Saskatchewan exploration and developments, 2002
In 2001, the value of Saskatchewan’s non-fuel mineral production exceeded $2.4 billion. In addition to about one third of the world’s potash and uranium, Saskatchewan also produces coal, sodium sulphate, bentonite, sodium chloride, gold, copper, zinc, silver and silica sand. In 2002, approximately $30 million is forecast to be spent on exploration for uranium ($16 million), diamonds ($7 million), gold ($3 million), base metals ($2 million), platinum group metals ($1 million) and rare earths and specialty metals ($1 million).
Uranium development and exploration have both responded to the gradual strengthening of the average uranium spot price, now at US$9.90/pound U3O8 after an all-time low of US$7.10/pound in late 2000. Over a dozen companies acting either independently or in joint ventures are exploring for uranium in the Athabasca Basin. New discoveries continue to be announced including those at Caribou Creek (McClean Lake mine site) and in the Hidden Bay area (UEX Corp.).
Production at McArthur River, the world’s largest high-grade uranium mine (Cameco Corp. 69.805% – operator; Cogema Resources Inc., 30.195%), is expected to reach 18.7 million pounds U3O8 this year. Cameco’s Eagle Point mine restarted at the end of July, and is expected to produce 2.5 million pounds U3O8 by year’s end. The McClean Lake mine (Cogema, 70% – operator; Denison Energy Inc., 22.5%; OURD (Canada) Co. Ltd., 7.5%) is forecast to produce 6 million pounds U3O8. Mining at Cogema’s Cluff Lake mine ceased on May 31, 2002, after producing over 60 million pounds U3O8 since opening in 1980. Cigar Lake, the world’s largest undeveloped high-grade uranium deposit, is expected to come onstream in 2005.
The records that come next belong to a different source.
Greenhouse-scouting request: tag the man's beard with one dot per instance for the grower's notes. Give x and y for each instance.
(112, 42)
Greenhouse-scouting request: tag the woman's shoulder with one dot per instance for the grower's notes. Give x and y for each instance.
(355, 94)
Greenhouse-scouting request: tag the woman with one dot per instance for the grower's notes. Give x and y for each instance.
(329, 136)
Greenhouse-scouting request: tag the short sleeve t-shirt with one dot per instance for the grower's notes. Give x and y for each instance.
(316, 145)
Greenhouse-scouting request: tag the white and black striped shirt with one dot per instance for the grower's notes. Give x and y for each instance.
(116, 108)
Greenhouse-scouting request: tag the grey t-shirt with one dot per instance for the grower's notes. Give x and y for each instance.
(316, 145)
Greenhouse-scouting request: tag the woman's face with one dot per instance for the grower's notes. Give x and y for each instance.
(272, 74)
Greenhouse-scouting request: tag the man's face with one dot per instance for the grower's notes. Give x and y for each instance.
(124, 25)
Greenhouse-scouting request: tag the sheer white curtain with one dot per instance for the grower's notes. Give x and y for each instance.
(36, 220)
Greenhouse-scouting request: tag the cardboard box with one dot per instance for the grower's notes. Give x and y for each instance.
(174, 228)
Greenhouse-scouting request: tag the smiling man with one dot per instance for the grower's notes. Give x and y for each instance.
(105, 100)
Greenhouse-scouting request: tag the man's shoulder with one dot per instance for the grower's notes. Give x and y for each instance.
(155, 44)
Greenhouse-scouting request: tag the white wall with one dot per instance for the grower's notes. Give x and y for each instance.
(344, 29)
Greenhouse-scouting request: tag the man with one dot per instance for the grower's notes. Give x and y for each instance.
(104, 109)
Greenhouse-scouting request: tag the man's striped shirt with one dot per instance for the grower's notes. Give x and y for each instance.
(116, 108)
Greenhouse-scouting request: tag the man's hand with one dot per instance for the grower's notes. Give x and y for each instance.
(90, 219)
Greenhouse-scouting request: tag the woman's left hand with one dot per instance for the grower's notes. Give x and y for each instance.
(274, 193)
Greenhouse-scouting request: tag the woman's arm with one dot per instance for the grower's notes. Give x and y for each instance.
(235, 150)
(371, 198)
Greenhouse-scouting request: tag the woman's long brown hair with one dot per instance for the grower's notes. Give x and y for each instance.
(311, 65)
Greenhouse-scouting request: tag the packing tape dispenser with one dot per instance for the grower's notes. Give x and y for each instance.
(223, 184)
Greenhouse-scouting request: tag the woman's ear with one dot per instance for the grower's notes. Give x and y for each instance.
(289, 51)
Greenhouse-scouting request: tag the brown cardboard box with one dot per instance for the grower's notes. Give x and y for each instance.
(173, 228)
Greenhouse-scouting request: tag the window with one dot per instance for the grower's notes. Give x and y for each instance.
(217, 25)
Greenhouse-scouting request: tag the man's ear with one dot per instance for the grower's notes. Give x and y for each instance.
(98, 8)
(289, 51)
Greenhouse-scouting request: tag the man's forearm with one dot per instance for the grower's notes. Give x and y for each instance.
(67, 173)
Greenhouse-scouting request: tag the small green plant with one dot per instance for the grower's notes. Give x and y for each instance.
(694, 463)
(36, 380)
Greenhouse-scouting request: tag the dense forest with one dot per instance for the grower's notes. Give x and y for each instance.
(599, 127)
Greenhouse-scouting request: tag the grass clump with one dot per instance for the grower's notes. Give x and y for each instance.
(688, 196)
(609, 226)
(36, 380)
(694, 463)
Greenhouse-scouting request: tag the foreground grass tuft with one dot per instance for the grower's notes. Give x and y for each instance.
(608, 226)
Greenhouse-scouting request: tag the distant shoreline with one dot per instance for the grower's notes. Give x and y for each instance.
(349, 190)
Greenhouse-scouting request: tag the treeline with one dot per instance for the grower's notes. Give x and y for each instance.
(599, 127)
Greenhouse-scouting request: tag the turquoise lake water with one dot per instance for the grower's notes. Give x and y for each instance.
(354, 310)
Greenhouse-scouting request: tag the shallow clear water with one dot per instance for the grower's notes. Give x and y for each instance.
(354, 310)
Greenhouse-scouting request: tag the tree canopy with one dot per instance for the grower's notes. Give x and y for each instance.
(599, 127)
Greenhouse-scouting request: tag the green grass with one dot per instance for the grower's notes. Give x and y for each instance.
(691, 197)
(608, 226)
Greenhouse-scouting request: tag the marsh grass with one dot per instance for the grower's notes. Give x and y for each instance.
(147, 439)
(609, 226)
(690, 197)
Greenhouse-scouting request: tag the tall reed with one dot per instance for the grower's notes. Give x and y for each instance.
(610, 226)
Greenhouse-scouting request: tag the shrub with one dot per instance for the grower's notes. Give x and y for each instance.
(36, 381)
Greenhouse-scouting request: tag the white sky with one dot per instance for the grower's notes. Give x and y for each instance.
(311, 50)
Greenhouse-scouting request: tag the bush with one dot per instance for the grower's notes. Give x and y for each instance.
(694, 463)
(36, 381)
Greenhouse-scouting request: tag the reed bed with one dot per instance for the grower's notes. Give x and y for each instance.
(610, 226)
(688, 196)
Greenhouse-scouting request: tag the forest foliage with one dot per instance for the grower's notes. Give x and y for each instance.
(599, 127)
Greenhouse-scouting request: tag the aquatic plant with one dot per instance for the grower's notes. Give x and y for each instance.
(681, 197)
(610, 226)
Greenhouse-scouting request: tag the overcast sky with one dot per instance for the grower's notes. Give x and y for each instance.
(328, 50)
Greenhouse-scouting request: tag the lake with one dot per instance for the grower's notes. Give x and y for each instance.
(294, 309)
Positive results continue to accrue from diamond exploration in the Fort la Corne area. The Fort la Corne Joint Venture (De Beers Canada Exploration Inc., 42.25%; Kensington Resources Ltd., 42.25%; Cameco, 5.5%; UEM Inc., 10% carried interest) recently reported the results of their 2001 program. Processing of 889.8 tonnes of kimberlite from bodies 141 and 150 yielded 466 macrodiamonds (>1.5 mm diameter) weighing a total of 45.61 carats. The largest diamond weighs 3.35 carats. A $5.2-million program announced for the fall of 2002 will comprise 25 diamond drill holes and 10 large diameter reverse circulation holes in kimberlite 140/141. This will be followed by a conceptual modeling exercise to determine preliminary mining options.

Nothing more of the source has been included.